No one was allowed to accompany me...that's right an 8 year old child on a plane headed for a foreign country and no one was allowed to accompany me by the Romanian goverment.  I bid a tearful farewell, with a secret happiness that I was going to see my Mom and Dad, to my family.  They bribed the stewardess to take care of me and I got on a plane headed for America. If it shocking to hear of bribes as a daily occurrence at every level, well then you have never lived outside of a democracy.  Bribes in places like the US happen without the frequency that they do in these other places,and not as a routine way to work with everyone from the cab driver to the highest level of an institution.  
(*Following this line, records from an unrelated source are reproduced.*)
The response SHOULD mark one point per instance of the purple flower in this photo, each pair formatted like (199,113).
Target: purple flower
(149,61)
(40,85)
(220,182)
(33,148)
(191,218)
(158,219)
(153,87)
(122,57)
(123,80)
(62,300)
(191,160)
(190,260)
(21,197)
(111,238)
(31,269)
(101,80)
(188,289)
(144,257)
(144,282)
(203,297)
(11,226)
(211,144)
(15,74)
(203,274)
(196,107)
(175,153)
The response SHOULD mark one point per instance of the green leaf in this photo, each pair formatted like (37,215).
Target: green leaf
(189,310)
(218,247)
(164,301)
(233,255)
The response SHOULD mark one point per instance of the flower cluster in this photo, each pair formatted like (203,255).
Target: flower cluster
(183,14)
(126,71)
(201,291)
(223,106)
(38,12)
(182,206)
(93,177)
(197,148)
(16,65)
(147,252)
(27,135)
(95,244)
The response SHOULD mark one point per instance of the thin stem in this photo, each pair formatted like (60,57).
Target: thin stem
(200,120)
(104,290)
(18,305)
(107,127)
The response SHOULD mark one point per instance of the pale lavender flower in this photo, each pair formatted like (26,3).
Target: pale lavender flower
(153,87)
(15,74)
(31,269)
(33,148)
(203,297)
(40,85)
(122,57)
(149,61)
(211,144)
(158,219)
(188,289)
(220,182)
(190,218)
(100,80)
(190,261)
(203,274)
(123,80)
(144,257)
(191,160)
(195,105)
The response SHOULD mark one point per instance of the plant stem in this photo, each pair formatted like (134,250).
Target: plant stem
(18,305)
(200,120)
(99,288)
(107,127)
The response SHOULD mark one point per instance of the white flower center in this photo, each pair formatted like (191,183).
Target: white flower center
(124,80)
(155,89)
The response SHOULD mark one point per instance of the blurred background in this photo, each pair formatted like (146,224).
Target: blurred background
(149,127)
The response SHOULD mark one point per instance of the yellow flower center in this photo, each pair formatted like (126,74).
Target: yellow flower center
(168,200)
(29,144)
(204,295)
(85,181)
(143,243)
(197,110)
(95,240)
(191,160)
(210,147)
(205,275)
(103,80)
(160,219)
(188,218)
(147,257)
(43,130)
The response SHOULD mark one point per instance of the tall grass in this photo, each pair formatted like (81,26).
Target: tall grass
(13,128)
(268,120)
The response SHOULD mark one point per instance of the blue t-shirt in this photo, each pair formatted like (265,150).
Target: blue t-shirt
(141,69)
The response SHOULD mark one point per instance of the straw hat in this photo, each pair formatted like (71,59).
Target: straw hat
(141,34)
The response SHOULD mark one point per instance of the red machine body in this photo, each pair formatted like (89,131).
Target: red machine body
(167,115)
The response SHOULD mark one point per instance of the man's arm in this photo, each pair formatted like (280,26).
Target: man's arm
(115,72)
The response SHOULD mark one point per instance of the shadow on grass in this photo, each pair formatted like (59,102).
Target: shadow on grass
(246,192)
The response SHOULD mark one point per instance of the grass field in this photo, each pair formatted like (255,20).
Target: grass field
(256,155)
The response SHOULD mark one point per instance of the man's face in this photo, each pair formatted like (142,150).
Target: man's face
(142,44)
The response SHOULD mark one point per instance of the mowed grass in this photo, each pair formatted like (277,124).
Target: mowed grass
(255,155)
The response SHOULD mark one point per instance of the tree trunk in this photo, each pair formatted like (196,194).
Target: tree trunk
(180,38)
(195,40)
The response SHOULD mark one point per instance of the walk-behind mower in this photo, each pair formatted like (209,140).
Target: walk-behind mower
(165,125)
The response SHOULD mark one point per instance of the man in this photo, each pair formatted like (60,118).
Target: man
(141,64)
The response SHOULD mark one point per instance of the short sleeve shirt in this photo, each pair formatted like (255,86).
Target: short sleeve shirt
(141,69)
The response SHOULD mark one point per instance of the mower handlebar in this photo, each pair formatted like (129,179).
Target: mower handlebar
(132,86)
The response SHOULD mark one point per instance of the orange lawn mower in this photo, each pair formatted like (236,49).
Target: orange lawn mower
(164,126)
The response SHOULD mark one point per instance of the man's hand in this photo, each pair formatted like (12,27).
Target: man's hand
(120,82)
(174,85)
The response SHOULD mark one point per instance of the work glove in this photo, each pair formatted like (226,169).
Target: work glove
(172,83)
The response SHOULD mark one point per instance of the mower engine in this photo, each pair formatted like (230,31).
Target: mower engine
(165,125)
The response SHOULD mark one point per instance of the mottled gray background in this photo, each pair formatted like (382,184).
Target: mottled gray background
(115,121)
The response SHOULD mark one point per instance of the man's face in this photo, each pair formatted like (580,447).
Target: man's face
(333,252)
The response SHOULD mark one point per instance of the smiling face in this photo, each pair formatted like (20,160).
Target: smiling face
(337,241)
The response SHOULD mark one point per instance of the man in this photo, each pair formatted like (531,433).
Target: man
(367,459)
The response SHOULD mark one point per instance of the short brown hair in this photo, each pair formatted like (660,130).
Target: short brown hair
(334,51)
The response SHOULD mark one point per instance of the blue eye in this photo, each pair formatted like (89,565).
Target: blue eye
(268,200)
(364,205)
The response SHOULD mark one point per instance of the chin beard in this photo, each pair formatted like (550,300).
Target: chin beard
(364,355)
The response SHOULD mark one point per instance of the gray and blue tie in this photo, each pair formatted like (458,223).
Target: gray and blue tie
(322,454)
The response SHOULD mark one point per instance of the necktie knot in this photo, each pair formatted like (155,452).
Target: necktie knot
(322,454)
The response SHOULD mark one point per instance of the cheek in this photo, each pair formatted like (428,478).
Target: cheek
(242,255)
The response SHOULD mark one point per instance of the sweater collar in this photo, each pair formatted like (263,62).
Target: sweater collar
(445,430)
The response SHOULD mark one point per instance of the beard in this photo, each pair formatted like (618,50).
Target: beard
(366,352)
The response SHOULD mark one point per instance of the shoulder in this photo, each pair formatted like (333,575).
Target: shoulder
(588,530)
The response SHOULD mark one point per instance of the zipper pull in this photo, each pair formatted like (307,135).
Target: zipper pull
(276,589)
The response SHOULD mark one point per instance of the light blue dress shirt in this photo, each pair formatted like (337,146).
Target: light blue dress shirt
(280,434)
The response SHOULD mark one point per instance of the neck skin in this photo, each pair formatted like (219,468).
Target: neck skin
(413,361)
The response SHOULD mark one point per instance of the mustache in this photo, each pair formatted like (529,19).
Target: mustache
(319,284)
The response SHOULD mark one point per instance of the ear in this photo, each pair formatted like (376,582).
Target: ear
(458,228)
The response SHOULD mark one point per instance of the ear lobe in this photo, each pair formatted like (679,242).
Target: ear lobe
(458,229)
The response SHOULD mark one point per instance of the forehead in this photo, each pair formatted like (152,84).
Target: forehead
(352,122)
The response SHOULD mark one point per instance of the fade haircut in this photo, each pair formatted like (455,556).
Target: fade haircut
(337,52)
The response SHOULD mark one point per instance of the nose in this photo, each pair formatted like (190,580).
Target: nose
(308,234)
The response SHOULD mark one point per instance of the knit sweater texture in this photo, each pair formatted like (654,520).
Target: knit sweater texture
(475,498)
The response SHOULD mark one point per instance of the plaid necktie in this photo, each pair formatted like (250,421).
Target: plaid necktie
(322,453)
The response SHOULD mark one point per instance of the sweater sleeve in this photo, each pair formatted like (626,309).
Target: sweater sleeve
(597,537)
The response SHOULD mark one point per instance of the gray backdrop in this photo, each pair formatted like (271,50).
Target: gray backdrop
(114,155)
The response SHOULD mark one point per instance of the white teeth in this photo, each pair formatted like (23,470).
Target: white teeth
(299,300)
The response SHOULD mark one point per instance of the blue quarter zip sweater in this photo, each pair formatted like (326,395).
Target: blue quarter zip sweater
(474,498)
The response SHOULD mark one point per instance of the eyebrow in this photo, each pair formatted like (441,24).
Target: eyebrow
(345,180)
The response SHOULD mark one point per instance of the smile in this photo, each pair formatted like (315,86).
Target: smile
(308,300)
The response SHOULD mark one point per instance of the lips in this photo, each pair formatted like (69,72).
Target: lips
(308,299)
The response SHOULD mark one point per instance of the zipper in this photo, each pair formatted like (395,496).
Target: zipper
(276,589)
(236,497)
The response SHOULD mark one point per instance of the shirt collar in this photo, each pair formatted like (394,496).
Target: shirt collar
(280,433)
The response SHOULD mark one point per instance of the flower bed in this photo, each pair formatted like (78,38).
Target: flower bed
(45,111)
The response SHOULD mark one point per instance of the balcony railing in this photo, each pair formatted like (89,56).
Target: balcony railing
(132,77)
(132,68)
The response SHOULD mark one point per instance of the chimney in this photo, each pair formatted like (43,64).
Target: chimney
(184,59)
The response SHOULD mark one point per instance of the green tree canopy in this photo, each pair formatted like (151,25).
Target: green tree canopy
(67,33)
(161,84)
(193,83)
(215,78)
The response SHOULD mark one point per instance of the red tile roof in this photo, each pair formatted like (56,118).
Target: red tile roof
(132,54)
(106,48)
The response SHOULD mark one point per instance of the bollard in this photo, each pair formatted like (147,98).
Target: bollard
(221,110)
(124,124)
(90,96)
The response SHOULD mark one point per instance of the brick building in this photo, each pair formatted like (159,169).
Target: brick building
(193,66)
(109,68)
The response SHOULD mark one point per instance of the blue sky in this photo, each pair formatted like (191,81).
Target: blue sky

America...a land so much talked about, with reverance in private and scorn publically, that it held it's own pull for me....the main attraction of course being that I just wanted to be with my parents.  None of the flight staff on this Romanian airline did a thing to help me, they ignored me for the entire ride.  Social butterfly that I was I spoke to almost anyone who would talk to me on the plane including one family who had a little girl, who only spoke English to my only Romanian, and they in many ways saved me.  Our plane was delayed in Amsterdam and the really unpleasant flight attendants told me to get off the plane with the other passangers, for the entire 5 hour delay.  Yes, an 8 year old child who spoke only Romanian was asked to wander the airport....I can only say maybe they were tired since they were not allowed to disembark at any of their destinations because of the number of them that kept defecting or maybe they were just not nice people.  The family I mentioned took care of me, bought me chocolate and ensured that I was not alone.  I often get asked if I was scared...I do not remember being anything but excited by all I saw around me and that soon, so soon I would once again be with my parents.  We got back on the plane and we were off to New York, city of Kojak (reruns were on in Romania too..who loves ya baby?), tall buildings, a brand new car my dad had written about that was big and silver (Buick LeSabre 1975) and of course my parents!! I do not remember sleeping but am sure I did, I played backgammon with my little friend and read my book until I saw it ...New York...as we circled the island of Manhattan...just like on TV only the buildings seemed taller.  I had arrived ....JFK...Eastern Airlines building....

Comments

  1. What a fabulous story. I'm all teared up. Thank you for sharing it, and reminding all of us who take our nation for granted that there are circumstances so horrible that parents leave behind their children with the belief that that is the only chance things may someday be better for them all. Did you maintain contact with the little girl and her family?